An evening that changed me - A part of an incomplete story yet to be completed...

Can one single evening with this one person you love, probably the only evening you would ever have, change how you feel forever?

I think for me it did. One evening, a single night and a few hours of the morning with her have left this void within that I never felt I could feel. There is something that makes me feel incomplete without her. I have never wanted someone the way I want this girl. I have never enjoyed watching anyone sleep the way I enjoyed watching her sleep. 

When she left I felt as if something within me just left at that same minute. Something doesn’t feel right, something is incomplete… there is this sense of hollowness that I don’t know what to do about. May be it is passing, fleeting momentary emotion, but it is a strong emotion nonetheless. 

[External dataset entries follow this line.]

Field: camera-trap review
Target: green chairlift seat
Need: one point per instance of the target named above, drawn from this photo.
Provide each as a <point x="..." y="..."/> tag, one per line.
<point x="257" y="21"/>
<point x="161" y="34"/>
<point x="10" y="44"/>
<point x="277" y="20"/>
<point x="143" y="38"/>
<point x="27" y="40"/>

Even though I know she won’t come back, and there wasn’t much there for her to hold on too, but I cannot somehow resist hoping what if I am wrong, and I might wake up one morning to find her right there. 

She has taken over my heart, my mind and touched my soul in so short a period of time that even I can’t believe. She has left me like a ship wrecked sailor, on an island, unfamiliar safe, yet lonely. I never thought I could spend one evening with a person and when they would leave I would feel so empty and lonely. 

The words I keep one repeating is empty, hollow and lonely. One evening and life has changed. One woman and I am a wreck. I know myself well enough that I will be able to pull through this too; for I am Noor and no emotion linger within me long. 

But an evening and one person changed me forever!